Tischtennis Matchwinnerin Vivien Scholz

Toller Heimspiel-Einstand für Hana Arapovic: Sie gewinnt gegen Böblingen beide Einzel und das Doppel mit Viviebn Scholz.                                                                                                   Foto: Fotos: Grant Hubbs

Das war ein großartiger Auftritt . Im ersten Saisonheimspiel besiegte Damen-Bundesligist ESV Weil den SV Böblingen in der voll besetzten Sporthalle der Leopoldschule mit 6:4. Es war ein spektakuläres Match mit unglaublichen Ballwechseln.

Von Uli Nodler

Weil am Rhein. Beide Mannschaften traten nicht komplett an. Auf Seiten der Gastgeberinnen fehlte Die Nummer zwei Izabela Lupulesku. Die Serbin durfte wegen Visum-Formalitäten für die WM in den USA nicht ausreisen. Böblingen musste verletzungsbedingt ebenfalls auf die Nummer zwei Yuan-Xu Yanhua verzichten. Allerdings boten die Schwäbinnen mit Qianhong Gotsch die vielfache Deutsche Meisterin und mit dem erst 15-Jährigen Ausnahmetalent Annett Kaufmann zwei namhafte Spielerinnen auf.

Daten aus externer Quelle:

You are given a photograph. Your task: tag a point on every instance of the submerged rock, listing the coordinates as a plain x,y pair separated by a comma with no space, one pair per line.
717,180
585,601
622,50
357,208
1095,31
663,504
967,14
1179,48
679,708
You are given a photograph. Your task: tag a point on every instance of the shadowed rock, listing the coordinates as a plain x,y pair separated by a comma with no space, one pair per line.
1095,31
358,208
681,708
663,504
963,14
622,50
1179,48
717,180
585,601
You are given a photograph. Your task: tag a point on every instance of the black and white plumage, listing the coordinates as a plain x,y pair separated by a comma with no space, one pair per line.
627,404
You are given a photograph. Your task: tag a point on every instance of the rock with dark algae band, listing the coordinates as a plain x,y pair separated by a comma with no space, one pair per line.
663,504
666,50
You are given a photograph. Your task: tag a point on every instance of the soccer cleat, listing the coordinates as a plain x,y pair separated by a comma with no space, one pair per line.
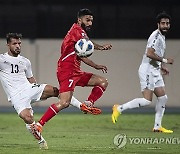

Der ESV Weil startete furios, legte den Grundstein zum späteren Erfolg mit den beiden Doppelsiegen zum Auftakt. Schnell fertig war das Weiler Einser-Doppel mit Polina Trifonova/Ievgeniia Sozoniuk. Nachdem sie den ersten Satz noch abgegeben hatten, holten sie im Schnelldurchgang den ersten Siegpunkt, schlugen Mitsuki Yoshida/Alexandra Kaufmann mit 3:1.

Spektakulär wurde es dann im Zweier-Doppel. ESV-Neuzugang Hana Arapovic/Vivien Scholz und Gotsch/Kaufmann lieferten sich einen tollen Fight, den die beiden Weilerinnen am Ende ebenfalls mit 3:1-Sätzen gewannen. Die ersten drei Durchgänge endeten jeweils mit 14:12. Zwei Sätze gewannen die Weilerinnen, einen das Böblinger Duo. Im vierten Satz machten dann Arapovic/Scholz kurzen Prozess, siegten mit 11:5.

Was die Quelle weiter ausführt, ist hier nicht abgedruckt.